The destructive trend of financializing the US economy may continue if the Fed has their way. Despite complaints by companies in the real economy over the manipulation of commodity prices by the banksters on Wall Street, the Fed is set to punt on limiting Wall Streets invasion of the real economy.
Wall Street has always been known for manipulating the price of commodities – from the oil spikes in 2008 to Enron’s electricity games in California to even as far back as Jay Gould trying to corner the gold market. That’s why we at one point in time had regulations, to stop the parasitic activity of speculators.
But the Fed of Greenspan and Bernanke was not convinced letting parasites run loose in the commodities market was a bad idea.
The Fed’s move to solicit public input on what it should do, rather than use its authority to regulate the activities of large financial institutions, is expected to be announced by Wednesday afternoon in advance of a Senate Banking Committee hearing on the issue. Some federal financial regulators said the move may be a way for the Federal Reserve’s Board of Governors in Washington to evade calls to curb banks’ risk-taking. It would come despite years of internal warnings at the Fed that Wall Street’s expansion into metals and energy puts the U.S. economy at risk in the form of higher prices due to alleged market manipulation and endangers the financial system because of the possibility that a catastrophic incident such as an oil spill would lead counterparties to flee the affected bank and put it at risk of failure.
The Fed refuses to regulate despite numerous requests that cite the danger for the economy if it doesn’t, what could go wrong?
Allowing Wall Street to jump head first into owning and producing an increasing amount of commodities has not surprisingly led to swings in prices. Also, given the Fed is giving the banksters money at 0% interest, financiers on Wall Street have quickly used their giant welfare checks to buy more and more parts of the markets. This, in turn, allows Wall Street to manipulate the price of commodities even more to the point where major companies are complaining to the government that Wall Street is making their businesses increasingly difficult to run due to price fluctuations.
… recent complaints by industrial companies, including Boeing, Coca-Cola, and MillerCoors, that financial companies effectively have been manipulating some markets for their own financial advantage, leading to higher costs for households, have prompted congressional scrutiny of Wall Street’s activities and the Fed’s alleged lack of oversight, and put pressure on the Fed to clamp down on banks.

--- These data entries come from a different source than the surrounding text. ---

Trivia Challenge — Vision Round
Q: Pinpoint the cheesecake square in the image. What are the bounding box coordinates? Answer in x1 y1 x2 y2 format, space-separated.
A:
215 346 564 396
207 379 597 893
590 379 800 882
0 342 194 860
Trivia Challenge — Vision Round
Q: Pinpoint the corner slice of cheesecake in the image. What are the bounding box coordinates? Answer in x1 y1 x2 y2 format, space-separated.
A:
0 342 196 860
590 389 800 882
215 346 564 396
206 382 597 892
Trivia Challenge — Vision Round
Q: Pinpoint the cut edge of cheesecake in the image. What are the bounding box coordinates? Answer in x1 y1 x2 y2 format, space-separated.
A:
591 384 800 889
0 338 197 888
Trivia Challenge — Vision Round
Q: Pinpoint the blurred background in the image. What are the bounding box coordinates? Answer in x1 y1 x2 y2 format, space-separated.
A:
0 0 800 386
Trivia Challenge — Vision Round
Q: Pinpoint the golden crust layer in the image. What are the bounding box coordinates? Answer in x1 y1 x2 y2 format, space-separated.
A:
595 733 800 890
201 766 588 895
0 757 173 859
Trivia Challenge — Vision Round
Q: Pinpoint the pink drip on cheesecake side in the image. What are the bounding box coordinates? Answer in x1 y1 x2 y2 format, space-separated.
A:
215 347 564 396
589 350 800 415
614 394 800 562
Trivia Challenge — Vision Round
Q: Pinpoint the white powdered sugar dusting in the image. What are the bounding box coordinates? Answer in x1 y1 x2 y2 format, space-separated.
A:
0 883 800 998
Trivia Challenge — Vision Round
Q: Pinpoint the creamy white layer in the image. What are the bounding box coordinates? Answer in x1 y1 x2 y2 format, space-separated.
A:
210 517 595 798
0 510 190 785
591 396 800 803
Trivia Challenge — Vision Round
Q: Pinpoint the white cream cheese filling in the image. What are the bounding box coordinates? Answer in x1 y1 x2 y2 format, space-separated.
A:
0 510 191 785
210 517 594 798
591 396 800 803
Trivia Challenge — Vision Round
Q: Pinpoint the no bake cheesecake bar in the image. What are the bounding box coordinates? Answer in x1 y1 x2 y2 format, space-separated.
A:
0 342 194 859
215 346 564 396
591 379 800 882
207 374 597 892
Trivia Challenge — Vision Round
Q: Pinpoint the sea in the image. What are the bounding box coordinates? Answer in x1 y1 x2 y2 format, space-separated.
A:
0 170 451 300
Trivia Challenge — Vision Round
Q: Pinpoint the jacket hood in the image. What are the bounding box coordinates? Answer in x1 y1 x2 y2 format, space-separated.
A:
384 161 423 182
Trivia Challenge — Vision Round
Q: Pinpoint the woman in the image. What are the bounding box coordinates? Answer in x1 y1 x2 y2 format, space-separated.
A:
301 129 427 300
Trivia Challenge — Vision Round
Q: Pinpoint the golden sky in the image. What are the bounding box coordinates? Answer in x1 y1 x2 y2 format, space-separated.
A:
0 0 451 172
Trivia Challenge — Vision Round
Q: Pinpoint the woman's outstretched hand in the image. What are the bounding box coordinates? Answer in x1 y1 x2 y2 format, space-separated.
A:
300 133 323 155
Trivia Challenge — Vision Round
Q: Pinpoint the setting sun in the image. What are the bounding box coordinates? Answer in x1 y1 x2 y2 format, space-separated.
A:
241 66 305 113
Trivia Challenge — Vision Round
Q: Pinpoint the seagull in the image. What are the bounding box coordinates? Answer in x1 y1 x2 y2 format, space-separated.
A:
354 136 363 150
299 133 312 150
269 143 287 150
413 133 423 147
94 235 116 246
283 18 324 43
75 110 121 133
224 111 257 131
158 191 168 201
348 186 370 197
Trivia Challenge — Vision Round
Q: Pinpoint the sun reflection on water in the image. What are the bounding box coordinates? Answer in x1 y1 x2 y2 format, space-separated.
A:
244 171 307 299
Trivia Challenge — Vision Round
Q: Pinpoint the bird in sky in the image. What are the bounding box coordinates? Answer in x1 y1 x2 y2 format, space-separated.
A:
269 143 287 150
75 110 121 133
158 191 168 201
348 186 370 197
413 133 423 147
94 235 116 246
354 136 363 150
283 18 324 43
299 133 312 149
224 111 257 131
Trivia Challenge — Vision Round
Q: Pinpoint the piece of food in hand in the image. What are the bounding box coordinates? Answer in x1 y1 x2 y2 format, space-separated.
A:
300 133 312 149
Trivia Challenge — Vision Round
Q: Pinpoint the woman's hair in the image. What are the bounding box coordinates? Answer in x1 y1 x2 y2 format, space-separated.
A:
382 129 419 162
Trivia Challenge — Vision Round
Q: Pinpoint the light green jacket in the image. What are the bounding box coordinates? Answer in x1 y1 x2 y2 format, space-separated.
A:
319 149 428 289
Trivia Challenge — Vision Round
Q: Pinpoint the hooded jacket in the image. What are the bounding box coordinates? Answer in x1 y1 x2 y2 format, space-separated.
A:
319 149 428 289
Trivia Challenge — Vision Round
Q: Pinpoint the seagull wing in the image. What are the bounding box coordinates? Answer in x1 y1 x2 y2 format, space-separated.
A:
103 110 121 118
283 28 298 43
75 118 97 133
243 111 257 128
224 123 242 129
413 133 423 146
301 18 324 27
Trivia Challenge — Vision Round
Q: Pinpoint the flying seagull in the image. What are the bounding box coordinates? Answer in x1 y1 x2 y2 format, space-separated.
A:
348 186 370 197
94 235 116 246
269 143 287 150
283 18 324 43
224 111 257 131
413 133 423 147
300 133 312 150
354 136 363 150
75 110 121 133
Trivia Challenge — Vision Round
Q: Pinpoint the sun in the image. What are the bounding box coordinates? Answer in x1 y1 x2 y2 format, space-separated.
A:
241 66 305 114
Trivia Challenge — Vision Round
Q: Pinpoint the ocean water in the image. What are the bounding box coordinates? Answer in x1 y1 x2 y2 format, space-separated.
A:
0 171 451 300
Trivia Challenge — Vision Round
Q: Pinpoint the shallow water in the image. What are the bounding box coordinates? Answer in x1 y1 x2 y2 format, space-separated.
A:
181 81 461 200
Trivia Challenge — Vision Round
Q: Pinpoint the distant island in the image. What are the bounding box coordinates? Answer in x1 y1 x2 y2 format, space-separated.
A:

Investigations launched by other regulators and ongoing concerns that some of these same financial institutions remain “too big to fail” more than five years after the height of the financial crisis only intensify that pressure.
Too Big To Fail or Jail banks, borrowing money at 0% interest from the Fed, are running wild in the commodities markets screwing with businesses that participate in the real economy and actually make things – and the Fed still can’t bring itself to regulate.